Она вполне понимала недовольство сестры. Действительно, непросто было уживаться под одной крышей с ворчливым стариком, Магдалена знала это по себе. Хотя бы поэтому Барбаре следовало найти жениха – пока не произошло какого-нибудь несчастья.

– Как ты вообще разговариваешь со мной? – рявкнул Куизль на младшую дочь. – Ну, подожди, скоро с этими отговорками будет покончено. Вот…

– Не нужны мне твои безмозглые палачи! – прошипела Барбара. – Выкинь из головы эту мысль!

– А что в этом плохого? – Куизль пожал плечами. – Это все достойные люди. Не головорезы какие-нибудь, не живодеры и не могильщики. Палач Видман в Нюрнберге зарабатывает столько, что мог бы позволить себе пару доходных домов! А сколько еще бойких подмастерьев… – Он попытался ободряюще подмигнуть, но получилось неважно. – Крепкие, красивые парни. Не какие-нибудь тощие селедки вроде моего зятя.

– Это уже явный перебор, – вмешалась Магдалена. – Симон, между прочим, пробился в лекари и…

Она замолчала, заметив, как вспыхнули глаза у Барбары. И кто ее только за язык тянет! Сестра постоянно упрекала Магдалену в том, что та, будучи старшей, живет в счастье и достатке, замужем за человеком, который стал городским лекарем, да еще имеет троих детей. Между тем как она, Барбара, вынуждена подметать в отцовском доме и выслушивать его ругань.

– Ты бы лучше оставил нас ненадолго, – обратилась Магдалена к отцу. – Как видишь, ничего худого не случилось. Остальное предоставь мне, это женские дела.

Куизль погладил обледенелую бороду и в конце концов кивнул.

– Ладно. Только не думай, что открутится от поездки в Мюнхен. Мы найдем для Барбары жениха, и точка!

Та попыталась было возразить, но Магдалена сжала ей руку.

– Хорошо, папа, – проговорила она. – Ступай.

– Так будет лучше всего. Поверь мне, Барбара, – пробормотал Якоб, не глядя на дочь. – Лучше всего. Ты потом еще спасибо мне скажешь.

С этим словами он развернулся и побрел обратно к Леху.

Магдалена немного выждала, потом погладила Барбару по волосам.

– Может, тебе и вправду стоит посетить с нами Мюнхен? Не такая уж и плохая идея, – начала она мягко. – Можно ведь просто посмотреть на парней. А если тебе никто не понравится, ты хотя бы побываешь в Мюнхене. Говорят, там появился настоящий театр… Не в трактире, а в отдельном каменном здании! А жена у курфюрста – итальянка, и с тех пор, как она поселилась в Мюнхене, там бывают люди со всего света. Музыка, танцы, сады…

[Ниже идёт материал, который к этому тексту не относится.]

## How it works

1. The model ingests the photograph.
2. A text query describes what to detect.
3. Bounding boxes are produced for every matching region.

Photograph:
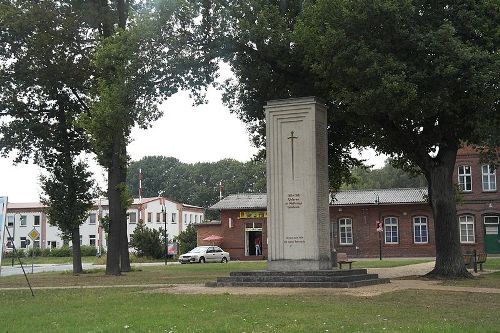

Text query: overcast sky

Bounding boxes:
[0,89,384,202]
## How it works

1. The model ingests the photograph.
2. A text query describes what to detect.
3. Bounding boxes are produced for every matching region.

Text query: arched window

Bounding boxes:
[458,215,476,244]
[413,216,429,244]
[384,217,399,244]
[339,218,352,245]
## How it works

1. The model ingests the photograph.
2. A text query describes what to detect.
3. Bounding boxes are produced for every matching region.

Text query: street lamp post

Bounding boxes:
[375,194,384,260]
[11,213,21,267]
[161,203,168,266]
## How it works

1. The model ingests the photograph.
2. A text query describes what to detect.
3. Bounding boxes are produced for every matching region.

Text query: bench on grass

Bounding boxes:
[337,252,355,269]
[464,250,488,272]
[476,253,488,271]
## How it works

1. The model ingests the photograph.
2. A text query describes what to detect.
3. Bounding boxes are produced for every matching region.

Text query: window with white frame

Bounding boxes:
[481,165,497,191]
[413,216,429,244]
[21,237,28,249]
[458,215,475,243]
[484,216,500,235]
[384,217,399,244]
[458,165,472,192]
[339,218,352,245]
[128,212,137,223]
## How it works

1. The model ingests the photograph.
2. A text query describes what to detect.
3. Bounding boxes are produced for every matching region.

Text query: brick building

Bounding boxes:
[204,148,500,260]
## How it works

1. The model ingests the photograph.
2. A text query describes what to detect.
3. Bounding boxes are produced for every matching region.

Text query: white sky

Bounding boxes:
[0,89,385,202]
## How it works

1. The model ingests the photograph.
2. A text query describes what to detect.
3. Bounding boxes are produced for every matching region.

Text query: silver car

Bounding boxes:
[179,246,229,264]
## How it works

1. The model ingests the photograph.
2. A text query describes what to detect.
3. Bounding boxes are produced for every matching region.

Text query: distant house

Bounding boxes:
[5,197,205,250]
[204,147,500,260]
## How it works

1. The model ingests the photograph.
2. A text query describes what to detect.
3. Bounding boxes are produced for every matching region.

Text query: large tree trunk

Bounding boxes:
[71,228,83,274]
[427,145,472,278]
[106,135,122,275]
[120,157,131,272]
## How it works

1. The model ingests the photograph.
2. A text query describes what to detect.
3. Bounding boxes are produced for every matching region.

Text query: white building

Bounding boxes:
[4,197,205,250]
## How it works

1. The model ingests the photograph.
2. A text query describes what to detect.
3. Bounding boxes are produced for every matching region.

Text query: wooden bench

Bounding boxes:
[476,253,488,271]
[464,251,488,272]
[337,252,355,269]
[464,253,472,267]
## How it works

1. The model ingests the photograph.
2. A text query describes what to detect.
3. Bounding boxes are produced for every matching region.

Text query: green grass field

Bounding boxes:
[0,259,500,333]
[0,288,500,333]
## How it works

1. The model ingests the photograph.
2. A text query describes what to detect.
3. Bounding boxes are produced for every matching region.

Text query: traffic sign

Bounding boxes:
[28,228,40,240]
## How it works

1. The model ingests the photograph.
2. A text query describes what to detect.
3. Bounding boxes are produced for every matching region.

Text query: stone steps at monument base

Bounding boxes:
[229,268,367,276]
[217,274,378,282]
[206,278,390,288]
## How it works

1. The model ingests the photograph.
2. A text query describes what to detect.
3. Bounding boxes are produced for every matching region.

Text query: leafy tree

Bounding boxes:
[188,0,500,277]
[130,220,165,259]
[174,224,197,254]
[41,160,93,274]
[295,0,500,277]
[0,1,92,273]
[342,159,427,190]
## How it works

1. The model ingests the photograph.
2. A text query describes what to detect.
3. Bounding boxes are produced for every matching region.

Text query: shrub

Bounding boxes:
[174,224,197,253]
[27,247,42,257]
[50,245,73,257]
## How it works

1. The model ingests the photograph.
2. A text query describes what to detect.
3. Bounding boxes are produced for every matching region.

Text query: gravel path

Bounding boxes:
[0,262,500,297]
[150,262,500,297]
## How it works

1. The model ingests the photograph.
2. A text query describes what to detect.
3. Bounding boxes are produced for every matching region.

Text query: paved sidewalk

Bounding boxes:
[0,261,500,297]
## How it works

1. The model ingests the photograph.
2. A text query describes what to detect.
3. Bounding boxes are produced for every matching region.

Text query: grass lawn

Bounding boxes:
[0,261,266,288]
[0,288,500,333]
[2,254,177,266]
[0,261,500,333]
[2,256,99,266]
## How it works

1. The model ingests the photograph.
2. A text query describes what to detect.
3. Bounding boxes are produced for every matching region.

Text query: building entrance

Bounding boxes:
[245,223,262,256]
[484,216,500,253]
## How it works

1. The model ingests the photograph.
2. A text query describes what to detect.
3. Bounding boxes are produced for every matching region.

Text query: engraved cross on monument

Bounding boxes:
[265,97,332,271]
[288,131,298,179]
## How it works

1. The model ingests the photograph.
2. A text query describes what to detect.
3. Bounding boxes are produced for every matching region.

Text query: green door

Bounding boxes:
[484,216,500,253]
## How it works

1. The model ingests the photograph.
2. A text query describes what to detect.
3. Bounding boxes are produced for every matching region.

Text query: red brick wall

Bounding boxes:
[198,209,267,260]
[330,204,435,257]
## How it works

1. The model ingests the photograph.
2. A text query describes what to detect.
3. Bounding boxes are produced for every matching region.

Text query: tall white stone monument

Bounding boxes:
[265,97,332,271]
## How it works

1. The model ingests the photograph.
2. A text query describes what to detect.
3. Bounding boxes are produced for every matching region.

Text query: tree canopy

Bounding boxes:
[0,1,93,273]
[188,0,500,277]
[341,159,427,190]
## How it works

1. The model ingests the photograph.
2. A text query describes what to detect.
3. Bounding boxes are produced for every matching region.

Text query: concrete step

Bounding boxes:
[229,268,367,276]
[217,274,378,282]
[206,279,390,288]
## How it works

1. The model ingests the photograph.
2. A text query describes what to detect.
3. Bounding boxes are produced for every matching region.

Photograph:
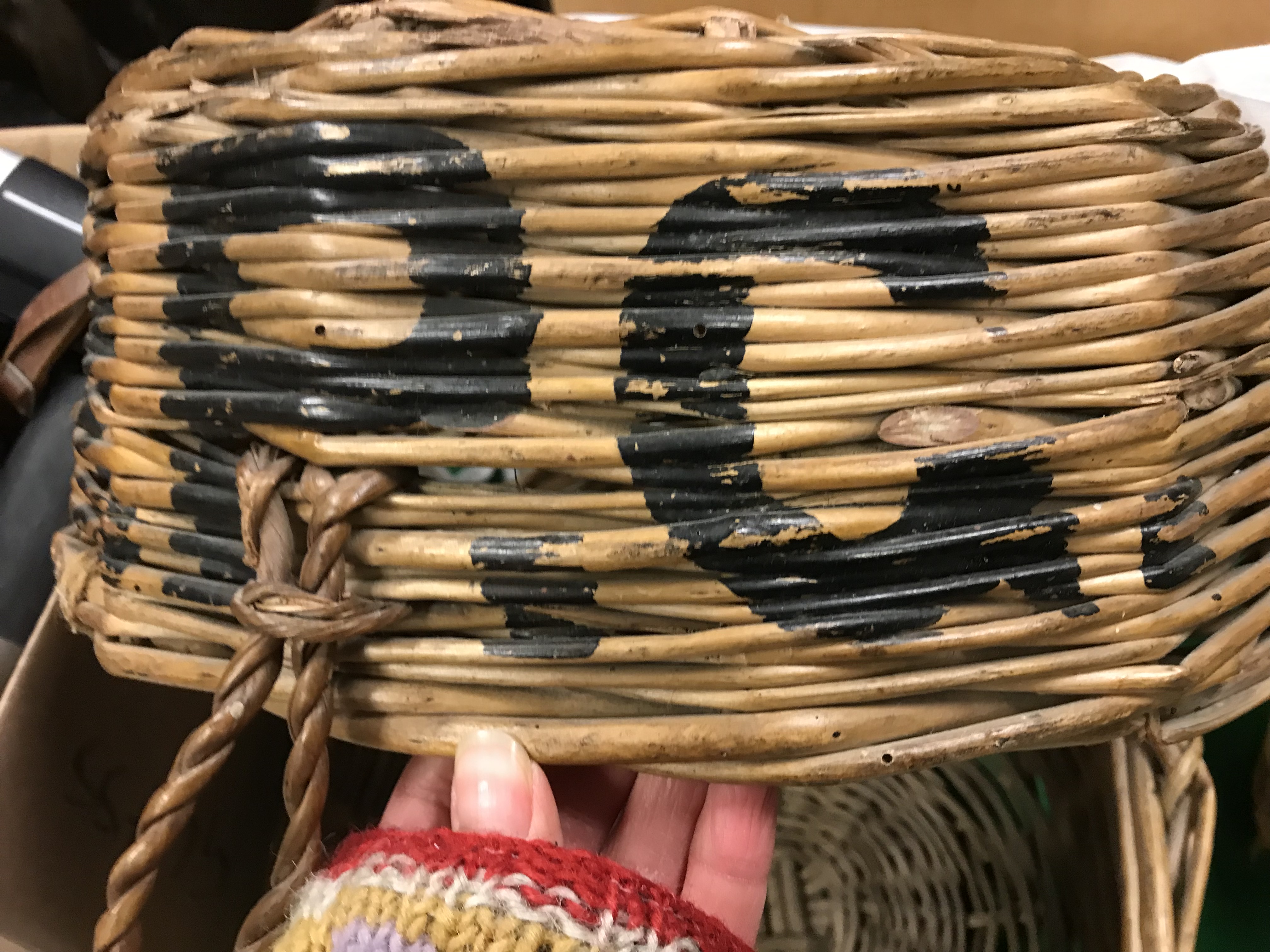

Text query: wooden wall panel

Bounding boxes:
[556,0,1270,61]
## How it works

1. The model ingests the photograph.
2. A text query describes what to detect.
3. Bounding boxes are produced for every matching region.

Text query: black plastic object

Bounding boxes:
[0,373,84,645]
[0,149,88,340]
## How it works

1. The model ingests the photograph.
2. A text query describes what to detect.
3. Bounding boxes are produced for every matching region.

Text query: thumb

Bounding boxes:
[449,730,560,843]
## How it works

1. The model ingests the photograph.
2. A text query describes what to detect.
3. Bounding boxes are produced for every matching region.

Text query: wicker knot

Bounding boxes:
[232,581,405,642]
[94,444,409,952]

– Ты… ты совсем не понимаешь! – выдавила Барбара. – Я не могу!

Она залилась слезами, все ее тело вздрагивало, как под ударами.

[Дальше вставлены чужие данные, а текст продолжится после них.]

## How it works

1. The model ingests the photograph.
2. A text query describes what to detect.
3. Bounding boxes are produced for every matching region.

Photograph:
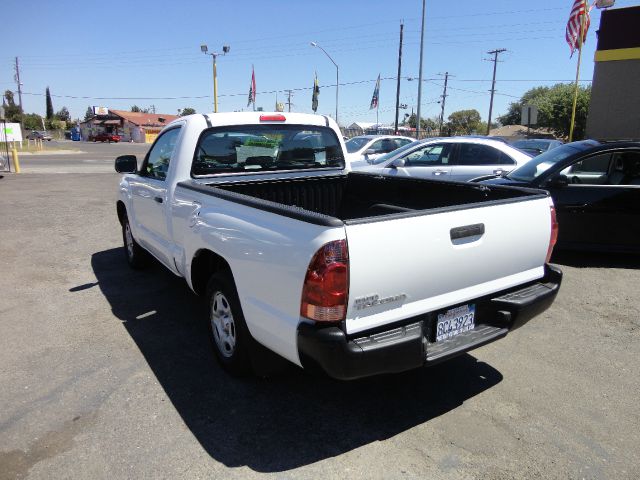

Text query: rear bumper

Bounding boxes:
[298,265,562,380]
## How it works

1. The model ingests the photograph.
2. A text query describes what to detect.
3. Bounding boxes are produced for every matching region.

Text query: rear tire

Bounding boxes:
[207,273,254,376]
[122,215,149,270]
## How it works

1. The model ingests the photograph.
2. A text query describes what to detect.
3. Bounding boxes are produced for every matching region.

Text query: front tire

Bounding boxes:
[207,273,253,376]
[122,215,149,270]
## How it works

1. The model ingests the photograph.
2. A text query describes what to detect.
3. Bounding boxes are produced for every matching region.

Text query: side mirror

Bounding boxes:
[546,173,569,188]
[389,158,404,168]
[116,155,138,173]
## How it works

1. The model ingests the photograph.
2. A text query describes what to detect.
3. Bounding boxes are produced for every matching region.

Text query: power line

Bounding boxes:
[487,48,507,135]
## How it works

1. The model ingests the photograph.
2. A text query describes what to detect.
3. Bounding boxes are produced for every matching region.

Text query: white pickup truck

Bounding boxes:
[116,112,562,379]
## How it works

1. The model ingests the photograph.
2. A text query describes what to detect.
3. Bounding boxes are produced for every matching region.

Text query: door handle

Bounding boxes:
[449,223,484,241]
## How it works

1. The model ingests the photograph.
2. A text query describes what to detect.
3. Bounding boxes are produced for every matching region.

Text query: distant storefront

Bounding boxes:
[80,109,178,143]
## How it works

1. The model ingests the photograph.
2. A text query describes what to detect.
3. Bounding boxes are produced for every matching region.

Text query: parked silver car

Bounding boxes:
[27,130,53,142]
[352,137,531,181]
[345,135,413,168]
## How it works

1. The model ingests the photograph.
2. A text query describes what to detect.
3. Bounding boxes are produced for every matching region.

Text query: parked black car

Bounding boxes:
[471,140,640,253]
[511,138,563,156]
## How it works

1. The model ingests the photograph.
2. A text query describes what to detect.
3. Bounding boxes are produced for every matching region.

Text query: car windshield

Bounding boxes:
[370,142,420,165]
[191,125,344,176]
[344,137,371,153]
[507,144,590,182]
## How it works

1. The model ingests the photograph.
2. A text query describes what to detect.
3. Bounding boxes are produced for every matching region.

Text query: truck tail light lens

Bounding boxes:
[546,205,558,263]
[300,240,349,322]
[260,114,287,122]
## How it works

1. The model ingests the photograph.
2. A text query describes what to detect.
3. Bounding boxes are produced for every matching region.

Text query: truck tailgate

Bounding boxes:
[346,196,551,334]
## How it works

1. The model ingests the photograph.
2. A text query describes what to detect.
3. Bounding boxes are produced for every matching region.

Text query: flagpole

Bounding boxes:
[569,0,589,142]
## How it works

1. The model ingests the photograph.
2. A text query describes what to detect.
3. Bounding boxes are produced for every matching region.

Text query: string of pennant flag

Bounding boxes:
[242,0,615,113]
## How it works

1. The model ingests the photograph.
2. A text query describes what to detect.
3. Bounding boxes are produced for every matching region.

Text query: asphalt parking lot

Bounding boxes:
[0,144,640,479]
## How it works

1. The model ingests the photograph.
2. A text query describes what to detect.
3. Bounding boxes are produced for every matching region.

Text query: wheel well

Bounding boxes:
[116,200,127,225]
[191,250,233,295]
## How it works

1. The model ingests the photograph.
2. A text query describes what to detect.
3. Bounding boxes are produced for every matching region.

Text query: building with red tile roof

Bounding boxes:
[80,110,178,143]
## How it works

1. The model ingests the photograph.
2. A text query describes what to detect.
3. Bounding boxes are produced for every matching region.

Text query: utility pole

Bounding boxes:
[16,57,24,128]
[285,90,293,111]
[416,0,425,140]
[393,20,404,135]
[487,48,507,135]
[438,72,449,136]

Магдалена обхватила ладонями голову сестры и твердо посмотрела ей в глаза.

– Барбара, поговори со мной. Что случилось? Ты которую неделю уже ведешь себя странно… Поговори же, наконец, со мной!

Плач сменился истерическим смехом. Барбара оттолкнула Магдалену.

– Ты не замечаешь, правда? – выкрикнула она. – Ты знахарка, сама родила троих детей – но ничего не замечаешь! Да и с чего бы? Я всего-навсего младшая сестра, прибираю за отцом… И почему я только не избавилась от него, как от нечистоты? Почему? Теперь уже слишком поздно!

В этот момент Магдалена поняла, что не ошиблась в своем предположении.

Она права. Я должна была заметить намного раньше! Ну почему мы не поговорили?